In March 2024, two years after she had embarked on her quest, Barnett signed a contract to make the Backyard franchise hers. Savitsky and Pinchot remained on board for any future film or television projects.
As they handed over the assets, Barnett realized the most important piece was missing. The source code — the raw instructions at the heart of a game — was gone. Barnett and her team contacted “every person in the credits,” she said. No one had the code, it seemed.
But it wasn’t entirely gone. It had survived in an unlikely place. For years, a group of obsessive Backyard Baseball fans had been keeping the game alive.
Backyard Superfans
Jim Westerkamp, who works in publishing, loved Backyard Baseball when he was a kid. He kept up with the latest iterations of the game into his teens, when they seemed to be getting worse. In 2015, he dug his old CD-ROMs out of a closet, loaded them into a computer and started streaming the game on Twitch under the handle “Jibbodahibbo.”
He connected with other superfans on Reddit — guys who had figured out how to run the decades-old game on modern machines. The group eventually built an online league. With some light hacking, they were able to play out full seasons.

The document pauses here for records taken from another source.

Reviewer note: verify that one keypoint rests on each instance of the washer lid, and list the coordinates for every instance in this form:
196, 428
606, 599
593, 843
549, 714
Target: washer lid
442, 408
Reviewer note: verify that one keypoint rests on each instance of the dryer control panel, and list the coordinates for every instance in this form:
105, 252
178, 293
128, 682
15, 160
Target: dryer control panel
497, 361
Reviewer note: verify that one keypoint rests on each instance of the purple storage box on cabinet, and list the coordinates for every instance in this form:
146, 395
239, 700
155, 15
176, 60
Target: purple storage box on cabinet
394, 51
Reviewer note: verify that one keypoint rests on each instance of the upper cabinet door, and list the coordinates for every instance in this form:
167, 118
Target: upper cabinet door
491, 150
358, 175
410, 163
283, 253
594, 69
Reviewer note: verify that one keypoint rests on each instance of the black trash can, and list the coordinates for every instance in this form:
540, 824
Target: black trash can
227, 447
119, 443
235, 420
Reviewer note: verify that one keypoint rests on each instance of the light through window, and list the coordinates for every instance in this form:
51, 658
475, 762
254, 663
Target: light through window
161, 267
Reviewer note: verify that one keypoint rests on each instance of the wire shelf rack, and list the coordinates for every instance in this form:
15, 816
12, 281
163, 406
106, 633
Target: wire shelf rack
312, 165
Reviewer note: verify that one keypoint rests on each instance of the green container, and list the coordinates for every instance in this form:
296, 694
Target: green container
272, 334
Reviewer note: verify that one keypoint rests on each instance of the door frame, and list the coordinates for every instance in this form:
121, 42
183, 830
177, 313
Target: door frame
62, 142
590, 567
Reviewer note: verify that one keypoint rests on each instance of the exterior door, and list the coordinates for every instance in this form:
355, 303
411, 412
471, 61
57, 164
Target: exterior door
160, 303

“We built the community that we once had with these games when we were kids,” Westerkamp, 35, said.
They kept stats in shared spreadsheets. They tracked standings. They drafted teams.
“Because we were a little bit maniacal about the whole thing, we monitored the trademarks,” Westerkamp said. “We saw some activity in 2022. We were crossing our fingers, hoping it wasn’t some company trying to take advantage of the name for a quick cash grab.”
Barnett’s online sleuthing led her to Westerkamp and his crew. “We brought them on to help us to literally reconstruct and rebuild the code,” she said. She had also hired Mega Cat, a digital studio in Pittsburgh specializing in “excavation work” — resurrecting video games whose source code has been lost.
“We were handed the shoe-box equivalent of zip disks and floppies,” James Deighan, the chief executive of Mega Cat, said. “Imagine doing construction on a very old house, but there are no blueprints, and every time you peel back a wall, you find a bunch of live wires.”
“I remember digging through these banks, and you’d find a corner of Pablo’s smile,” Deighan added. “It was a puzzle just to reconstitute his mouth.”
To help with the job of rebuilding the code, Deighan recruited “a strike force of superfans,” he said. Within five months, Backyard Baseball ’97 had been reconstructed, frame by frame.
It was released in October 2024. Over the next year, Barnett and her team brought back five more Backyard games. They have now been downloaded more than a million times. Barnett’s company, Playground Productions, once a tiny operation, is now a real business.
In January, the company produced “Backyard Sports: The Animated Special,” the kind of show that the producers Savitsky and Pinchot had long envisioned. Voiced by Ego Nwodim, Tiffany Haddish and Christopher Mintz-Plasse, it is now available on Amazon Prime Video.
Last week, Barnett unveiled the thing she had set out to make: a brand-new Backyard Baseball, the first original game in the franchise in more than a decade. She voices four characters herself. She has also cast some of the superfans who kept it alive.
On our walk through Highland Park, Barnett said that some of the new game’s setting reflected the leafy streets of her childhood. “Like that,” she said, pointing to a cluster of tall maples and oaks, which now provide shade for the Backyard gang’s clubhouse.
Just then, a kid in a helmet pedaled past. His bike wobbled as he picked up speed.
“See, I just love that,” Barnett said, watching him go. “I might be the only video game C.E.O. who wants people to play for a little while — and then go outside.”